With such a large gap in time between tournaments, McClain also found it more difficult to practice and come prepared for the state meet.

Brothers and teammates Nick and Jack Booth prepare for their next debate in between rounds.

By Lindsay Vanlerberg
Brothers and teammates Nick and Jack Booth prepare for their next debate in between rounds.

“The problem with state is it always happens like two months after our last tournament. I think with Rohit and I, we’re just really out of practice with debate and we weren’t as fluent in the topic as usual,” McClain said. “Not only were we facing competition that we don’t usually face, we were also really unprepared for it.”

Biswas found the other teams were well-equipped for the tournament, and believed facing the opponents was challenging due to their experience. 

“Our biggest challenge was brushing up against teams that have gone to much harder tournaments, so they know how to speak,” Biswas said. “It was harder to create arguments because everyone there was just top notch.”

McClain attributed part of the challenges his team had at state to the interesting topic the team chose for the year.

“This year was a unique topic, it was about domestic surveillance,” McClain said. “So much of what the government does surveillance-wise is very secretive. Sometimes it’s hard to get a lot of detailed information and detailed research about a certain topic that the government doesn’t want us to know about, so it was kind of unique from past years.”

According to McClain, debate has been a beneficial experience for their friendship.

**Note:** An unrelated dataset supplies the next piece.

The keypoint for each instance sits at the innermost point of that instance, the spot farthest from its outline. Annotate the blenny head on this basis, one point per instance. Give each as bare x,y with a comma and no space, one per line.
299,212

“There is definitely something unique about having that kind of confidence in another person. We rely on that other person to carry through our arguments,” McClain said. “Even though we were friends before, there is an increased level of trust that comes with going to a high pressure debate meet.”

Biswas also believes the two work well together when competing, and that the activity has grown their friendship.

“We work fairly well together because we both are strong talkers. We can defend our own arguments,” Biswas said. “I’d say debate has had a pretty good impact on our friendship.”